Fix testing for asprintf errors, we need to test the return value as

per standard the buffer status is undefined. While there also introduce a new spearate variable to return the final error and keep using ret for local error checks.
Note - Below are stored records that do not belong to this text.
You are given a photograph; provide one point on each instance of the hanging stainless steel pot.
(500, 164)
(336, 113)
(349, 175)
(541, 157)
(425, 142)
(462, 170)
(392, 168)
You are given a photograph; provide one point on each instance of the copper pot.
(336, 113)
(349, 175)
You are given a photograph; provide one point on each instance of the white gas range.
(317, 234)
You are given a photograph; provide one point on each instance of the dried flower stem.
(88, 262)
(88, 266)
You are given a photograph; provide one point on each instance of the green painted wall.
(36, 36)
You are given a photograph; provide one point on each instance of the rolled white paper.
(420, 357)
This avoid potentially overwriting the correct return value when checking for asprintf ...
author: Simo Sorce <ssorce@redhat.com> 2008-05-15 14:23:26 -0400
committer: Simo Sorce <ssorce@redhat.com> 2008-05-22 11:44:02 -0400
commit: 0d023b2680b164030384804f8fdc03bcde9d1b52 (patch)
tree: 8f221071d43c3fd9d287dfd6f19d1f9eb1466a08 /ipa-server/ipa-kpasswd
parent: 1069324ebad6e7650ed5d1fcb85a83270b9fe333 (diff)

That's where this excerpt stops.